A human being should be able to change a diaper, plan an invasion, butcher a hog, design a building, conn a ship, write a sonnet, balance accounts, build a wall, set a bone, comfort the dying, take orders, give orders, cooperate, act alone, solve an equation, analyze a new problem, pitch manure, program a computer, cook a tasty meal, fight efficiently, die gallantly. Specialization is for insects.
- Robert A. Heinlein

What's in a Word?

There is almost no aspect of our lives that is untouched by language, and parenting takes a quantum leap forward when we find better ways to communicate with our offspring effectively. Thankfully, since 70% of human communication is non-verbal, we don’t need to wait for our children to develop a sophisticated vocabulary to begin laying an effective foundation for understanding each other. Eye to eye contact, open body posture and soft tones help bring any child’s focus into listening; be sure to mirror them back when your child speaks to you. Even in later years, children hear and respond to the tone of a message before they absorb any of the content, a revelation that can defuse many an argument. Even more interesting, though, is the psychology of the words themselves. Why not learn some words that could make a *very* big difference in your child's vocabulary?

Alfred Korzybski, who founded the field of general semantics, brought forward the radical idea that as the tool we use to frame our thoughts and perceptions, our language literally directs what we are able to think. Sartre, for example, couldn’t have made the philosophical leap “I think, therefore I am” if he thought in a language that didn’t put the subject before the verb in a sentence.

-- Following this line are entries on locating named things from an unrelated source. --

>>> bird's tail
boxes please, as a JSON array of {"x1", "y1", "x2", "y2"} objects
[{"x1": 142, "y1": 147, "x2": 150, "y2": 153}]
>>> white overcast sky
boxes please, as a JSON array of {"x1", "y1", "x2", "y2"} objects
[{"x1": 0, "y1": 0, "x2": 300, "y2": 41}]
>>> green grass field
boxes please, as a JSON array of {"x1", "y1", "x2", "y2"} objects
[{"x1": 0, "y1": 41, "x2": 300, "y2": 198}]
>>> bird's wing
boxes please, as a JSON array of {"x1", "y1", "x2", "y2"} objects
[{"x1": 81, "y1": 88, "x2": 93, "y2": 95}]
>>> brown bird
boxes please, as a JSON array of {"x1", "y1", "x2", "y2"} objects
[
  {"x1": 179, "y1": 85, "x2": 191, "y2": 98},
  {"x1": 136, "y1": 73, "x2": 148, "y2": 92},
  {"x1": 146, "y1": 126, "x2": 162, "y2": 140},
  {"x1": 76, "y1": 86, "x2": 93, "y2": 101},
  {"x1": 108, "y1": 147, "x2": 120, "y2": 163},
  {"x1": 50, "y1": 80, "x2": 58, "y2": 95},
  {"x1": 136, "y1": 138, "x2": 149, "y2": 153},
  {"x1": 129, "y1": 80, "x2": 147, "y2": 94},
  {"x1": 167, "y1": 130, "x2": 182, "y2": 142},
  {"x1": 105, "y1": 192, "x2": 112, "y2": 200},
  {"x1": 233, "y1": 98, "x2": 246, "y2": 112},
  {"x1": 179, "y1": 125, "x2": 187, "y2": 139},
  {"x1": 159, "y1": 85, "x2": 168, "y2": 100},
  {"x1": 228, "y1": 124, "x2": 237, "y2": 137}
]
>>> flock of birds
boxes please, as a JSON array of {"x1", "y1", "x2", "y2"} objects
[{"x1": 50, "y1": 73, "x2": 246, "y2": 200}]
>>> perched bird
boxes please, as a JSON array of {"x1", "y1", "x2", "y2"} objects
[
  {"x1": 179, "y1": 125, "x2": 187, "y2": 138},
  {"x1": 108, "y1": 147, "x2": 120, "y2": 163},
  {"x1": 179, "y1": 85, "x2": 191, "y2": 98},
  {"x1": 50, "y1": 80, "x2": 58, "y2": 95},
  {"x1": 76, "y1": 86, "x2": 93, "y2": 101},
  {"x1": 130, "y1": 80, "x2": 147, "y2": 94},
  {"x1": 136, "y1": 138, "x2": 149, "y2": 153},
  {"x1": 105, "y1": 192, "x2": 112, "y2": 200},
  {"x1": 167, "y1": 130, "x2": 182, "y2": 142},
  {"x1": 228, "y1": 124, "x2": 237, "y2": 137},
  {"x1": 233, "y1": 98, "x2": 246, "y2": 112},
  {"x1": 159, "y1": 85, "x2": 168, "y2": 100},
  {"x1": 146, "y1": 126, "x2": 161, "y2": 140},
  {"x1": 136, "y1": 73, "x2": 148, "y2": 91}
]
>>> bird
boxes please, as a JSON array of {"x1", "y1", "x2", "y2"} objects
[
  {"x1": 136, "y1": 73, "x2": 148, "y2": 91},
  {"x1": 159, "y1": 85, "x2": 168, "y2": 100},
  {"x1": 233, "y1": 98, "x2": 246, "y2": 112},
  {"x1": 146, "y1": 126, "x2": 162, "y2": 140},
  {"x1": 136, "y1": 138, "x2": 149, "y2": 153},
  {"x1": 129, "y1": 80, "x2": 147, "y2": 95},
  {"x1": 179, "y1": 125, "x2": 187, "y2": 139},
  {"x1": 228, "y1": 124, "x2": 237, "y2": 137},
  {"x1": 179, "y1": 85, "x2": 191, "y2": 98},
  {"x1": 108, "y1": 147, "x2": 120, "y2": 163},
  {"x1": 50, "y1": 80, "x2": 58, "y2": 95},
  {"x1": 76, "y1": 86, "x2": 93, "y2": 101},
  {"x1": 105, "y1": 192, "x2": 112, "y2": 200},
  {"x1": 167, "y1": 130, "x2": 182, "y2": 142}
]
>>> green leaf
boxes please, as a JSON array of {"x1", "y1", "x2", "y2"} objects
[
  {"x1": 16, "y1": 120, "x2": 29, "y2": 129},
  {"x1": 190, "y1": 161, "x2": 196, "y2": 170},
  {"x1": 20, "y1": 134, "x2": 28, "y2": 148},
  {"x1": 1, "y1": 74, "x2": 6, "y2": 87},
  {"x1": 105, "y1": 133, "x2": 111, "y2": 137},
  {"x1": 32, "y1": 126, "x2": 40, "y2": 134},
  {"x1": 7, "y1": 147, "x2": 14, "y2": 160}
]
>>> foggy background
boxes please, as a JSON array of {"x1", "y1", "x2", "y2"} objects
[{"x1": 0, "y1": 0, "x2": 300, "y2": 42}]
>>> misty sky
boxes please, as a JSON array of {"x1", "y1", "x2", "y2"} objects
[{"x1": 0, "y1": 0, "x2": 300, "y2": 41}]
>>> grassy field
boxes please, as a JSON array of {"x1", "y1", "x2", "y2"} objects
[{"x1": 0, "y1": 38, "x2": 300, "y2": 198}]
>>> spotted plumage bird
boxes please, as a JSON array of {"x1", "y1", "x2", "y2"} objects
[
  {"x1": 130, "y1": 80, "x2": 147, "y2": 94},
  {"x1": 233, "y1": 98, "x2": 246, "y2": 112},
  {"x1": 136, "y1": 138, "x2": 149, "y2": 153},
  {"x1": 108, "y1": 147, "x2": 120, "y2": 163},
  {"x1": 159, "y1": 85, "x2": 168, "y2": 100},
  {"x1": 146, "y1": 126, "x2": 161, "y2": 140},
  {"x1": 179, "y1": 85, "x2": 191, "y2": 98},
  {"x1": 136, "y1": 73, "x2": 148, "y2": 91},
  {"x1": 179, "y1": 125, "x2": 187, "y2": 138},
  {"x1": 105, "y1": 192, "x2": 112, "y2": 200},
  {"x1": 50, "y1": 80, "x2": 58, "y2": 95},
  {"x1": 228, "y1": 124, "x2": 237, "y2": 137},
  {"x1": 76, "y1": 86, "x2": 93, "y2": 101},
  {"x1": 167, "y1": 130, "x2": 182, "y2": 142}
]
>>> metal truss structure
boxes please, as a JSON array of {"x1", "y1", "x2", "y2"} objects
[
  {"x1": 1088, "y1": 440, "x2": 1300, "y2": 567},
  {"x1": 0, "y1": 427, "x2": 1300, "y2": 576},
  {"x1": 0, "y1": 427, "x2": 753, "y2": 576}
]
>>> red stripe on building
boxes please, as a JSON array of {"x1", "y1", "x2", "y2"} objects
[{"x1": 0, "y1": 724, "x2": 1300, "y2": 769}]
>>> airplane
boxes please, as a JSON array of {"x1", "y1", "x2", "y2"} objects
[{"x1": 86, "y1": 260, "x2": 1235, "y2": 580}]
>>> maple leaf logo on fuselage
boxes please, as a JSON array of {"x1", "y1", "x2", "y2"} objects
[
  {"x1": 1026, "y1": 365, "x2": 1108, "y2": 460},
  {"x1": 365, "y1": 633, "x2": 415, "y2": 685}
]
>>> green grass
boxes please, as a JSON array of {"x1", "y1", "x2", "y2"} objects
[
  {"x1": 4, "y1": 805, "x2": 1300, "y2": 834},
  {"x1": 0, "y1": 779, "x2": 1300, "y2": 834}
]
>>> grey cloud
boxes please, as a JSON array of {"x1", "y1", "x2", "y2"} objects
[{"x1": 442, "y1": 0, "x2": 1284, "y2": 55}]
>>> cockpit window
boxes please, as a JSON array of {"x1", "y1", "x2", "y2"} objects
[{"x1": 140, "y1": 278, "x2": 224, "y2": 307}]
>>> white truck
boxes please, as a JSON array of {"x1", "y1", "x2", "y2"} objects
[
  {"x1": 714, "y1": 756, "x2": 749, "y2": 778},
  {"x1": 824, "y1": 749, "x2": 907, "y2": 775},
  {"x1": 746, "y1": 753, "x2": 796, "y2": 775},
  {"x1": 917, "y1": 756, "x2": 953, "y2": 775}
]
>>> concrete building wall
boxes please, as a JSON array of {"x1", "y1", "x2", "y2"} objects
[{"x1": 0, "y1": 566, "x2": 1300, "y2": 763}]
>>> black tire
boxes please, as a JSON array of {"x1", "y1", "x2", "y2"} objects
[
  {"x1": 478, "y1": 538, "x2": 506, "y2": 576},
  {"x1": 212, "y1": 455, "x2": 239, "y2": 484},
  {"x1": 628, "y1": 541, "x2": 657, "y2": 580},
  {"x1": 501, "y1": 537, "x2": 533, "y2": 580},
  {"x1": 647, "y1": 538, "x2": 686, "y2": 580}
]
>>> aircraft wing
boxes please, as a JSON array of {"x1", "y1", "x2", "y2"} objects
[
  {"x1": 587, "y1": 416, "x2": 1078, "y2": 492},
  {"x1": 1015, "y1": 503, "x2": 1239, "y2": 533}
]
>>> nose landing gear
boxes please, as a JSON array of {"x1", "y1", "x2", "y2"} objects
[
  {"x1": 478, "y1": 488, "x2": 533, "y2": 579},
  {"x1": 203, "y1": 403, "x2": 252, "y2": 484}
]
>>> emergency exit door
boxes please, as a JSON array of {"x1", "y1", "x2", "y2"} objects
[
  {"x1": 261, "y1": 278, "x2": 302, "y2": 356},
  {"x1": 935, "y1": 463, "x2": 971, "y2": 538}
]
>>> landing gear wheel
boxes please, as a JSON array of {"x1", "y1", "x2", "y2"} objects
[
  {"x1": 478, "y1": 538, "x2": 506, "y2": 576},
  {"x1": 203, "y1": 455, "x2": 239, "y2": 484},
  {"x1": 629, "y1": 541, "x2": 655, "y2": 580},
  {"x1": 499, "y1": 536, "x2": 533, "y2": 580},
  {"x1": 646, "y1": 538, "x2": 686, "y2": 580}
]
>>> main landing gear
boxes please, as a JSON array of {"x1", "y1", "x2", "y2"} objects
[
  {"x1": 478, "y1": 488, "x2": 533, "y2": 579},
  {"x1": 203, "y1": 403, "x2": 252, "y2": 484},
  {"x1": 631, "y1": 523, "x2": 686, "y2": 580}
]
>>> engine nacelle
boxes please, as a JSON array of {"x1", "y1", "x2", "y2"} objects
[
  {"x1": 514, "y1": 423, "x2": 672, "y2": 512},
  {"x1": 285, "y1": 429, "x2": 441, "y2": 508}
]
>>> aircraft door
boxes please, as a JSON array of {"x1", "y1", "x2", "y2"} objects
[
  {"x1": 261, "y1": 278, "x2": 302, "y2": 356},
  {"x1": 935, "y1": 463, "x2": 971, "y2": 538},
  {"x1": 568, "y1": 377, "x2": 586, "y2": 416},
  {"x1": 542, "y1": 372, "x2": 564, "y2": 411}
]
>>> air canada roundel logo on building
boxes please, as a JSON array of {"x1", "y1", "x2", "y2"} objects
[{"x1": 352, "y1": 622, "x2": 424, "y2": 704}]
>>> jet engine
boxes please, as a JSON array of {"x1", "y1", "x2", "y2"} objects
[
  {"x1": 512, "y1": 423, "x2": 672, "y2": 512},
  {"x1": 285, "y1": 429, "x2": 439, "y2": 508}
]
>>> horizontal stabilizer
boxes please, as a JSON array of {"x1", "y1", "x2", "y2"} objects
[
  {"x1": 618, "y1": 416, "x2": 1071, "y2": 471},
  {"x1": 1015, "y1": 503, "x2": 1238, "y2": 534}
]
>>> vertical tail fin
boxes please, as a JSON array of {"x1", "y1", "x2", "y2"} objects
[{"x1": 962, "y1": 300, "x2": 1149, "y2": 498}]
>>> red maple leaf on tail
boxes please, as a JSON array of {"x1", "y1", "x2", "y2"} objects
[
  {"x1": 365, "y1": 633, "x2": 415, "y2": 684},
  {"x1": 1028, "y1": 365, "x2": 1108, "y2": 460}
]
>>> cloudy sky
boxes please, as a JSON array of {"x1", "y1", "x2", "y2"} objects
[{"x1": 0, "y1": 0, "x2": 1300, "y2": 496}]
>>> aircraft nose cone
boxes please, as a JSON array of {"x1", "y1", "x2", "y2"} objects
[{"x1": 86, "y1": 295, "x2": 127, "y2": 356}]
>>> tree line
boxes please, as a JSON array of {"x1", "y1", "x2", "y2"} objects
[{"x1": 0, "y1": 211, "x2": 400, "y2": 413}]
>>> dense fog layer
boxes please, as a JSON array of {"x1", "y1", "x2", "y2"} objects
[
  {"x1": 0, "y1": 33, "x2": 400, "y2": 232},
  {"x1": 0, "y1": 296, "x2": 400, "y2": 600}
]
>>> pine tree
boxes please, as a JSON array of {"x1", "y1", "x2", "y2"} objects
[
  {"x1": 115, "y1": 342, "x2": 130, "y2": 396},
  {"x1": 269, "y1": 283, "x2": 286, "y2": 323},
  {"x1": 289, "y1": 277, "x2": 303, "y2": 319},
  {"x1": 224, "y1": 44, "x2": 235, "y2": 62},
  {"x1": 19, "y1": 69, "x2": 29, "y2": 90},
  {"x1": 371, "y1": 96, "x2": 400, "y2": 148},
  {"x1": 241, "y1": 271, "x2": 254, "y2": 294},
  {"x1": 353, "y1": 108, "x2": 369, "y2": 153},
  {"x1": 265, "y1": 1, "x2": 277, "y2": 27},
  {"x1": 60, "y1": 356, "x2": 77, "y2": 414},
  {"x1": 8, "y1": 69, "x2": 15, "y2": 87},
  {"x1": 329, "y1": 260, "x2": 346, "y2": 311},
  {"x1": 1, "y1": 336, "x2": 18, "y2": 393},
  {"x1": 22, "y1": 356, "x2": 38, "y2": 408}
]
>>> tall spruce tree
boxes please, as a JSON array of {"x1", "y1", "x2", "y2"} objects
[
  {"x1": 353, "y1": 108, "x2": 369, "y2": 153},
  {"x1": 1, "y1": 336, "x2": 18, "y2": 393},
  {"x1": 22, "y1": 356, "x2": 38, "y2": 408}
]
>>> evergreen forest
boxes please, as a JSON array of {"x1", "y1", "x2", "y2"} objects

To his mind, the subject naturally “came first.” Korzybski proposed the idea of a revised English language he called E-prime, which is basically English without the absolutism of the word ‘is’; statements about what things ‘are’ become statements about how they ‘seem.’ Thinking like a scientist, Korzybski felt we should be honest in conversation about our lack of empirical data about the universe, and you can imagine how popular the idea was by the fact that most of you have never heard of this before.

Robert Anton Wilson, another great thinker, endorses the further replacement of the word ‘all’ with the compound word ‘sombunall,’ which means ‘some but not all.’ His argument is more compelling, though: would the warfare, intolerance and bigotry our world is prone to be possible if we couldn’t make inflammatory statements like “all blacks are thieves” and instead claimed “some but not all blacks seem to be thieves to me.” Perhaps the holocaust might not have happened if the Germans of Hitler’s day had spoken something like G-prime and universal claims about Jews simply couldn’t be made.

This kind of linguistic jiggery-pokery feels pretty awkward to most of us, and I’ve thus far been completely unable to train my brain to vocalize in E-prime. Frankly, I enjoy being occasionally inflammatory. The only folk out there writing in E-prime are scientists, who tend towards it in scientific papers without consciously knowing the concept, and Wilson himself. Still, introducing words like sombunall to our children when their minds are still receptive to new concepts is literally expanding the horizon of how they are able to think. A simple three syllable tool for being more empathetic, flexible and open minded is a mental bargain.

The most astounding word I can drop here is “Po,” a term coined by Edward De Bono, probably the world’s foremost teacher of thinking skills. He claims that ‘No’ is the basic tool of the logic system, ‘Yes’ is the basic tool of the belief system, and ‘Po’ stands right up there with them in importance as the basic tool of the creative system. I can’t do his book Po: Beyond Yes and No justice here, but to paraphrase terribly, the word means “I accept that as one way of looking at things.” You can use it to defuse an argument by suggesting that both perspectives are valid, and to suggest ‘what if’ scenarios to challenge established thinking. A ludicrous statement like “Po we should all be president,” even if it’s impossible, can lead to thinking about new ways that the electorate could vote on specific issues rather than just a single leader and all the particulars of his platform, and thus take you to another less infeasible and more useful idea. Po is like the reverse gear on a car that helps you back out of a blind alley of logic or an established way of looking at things.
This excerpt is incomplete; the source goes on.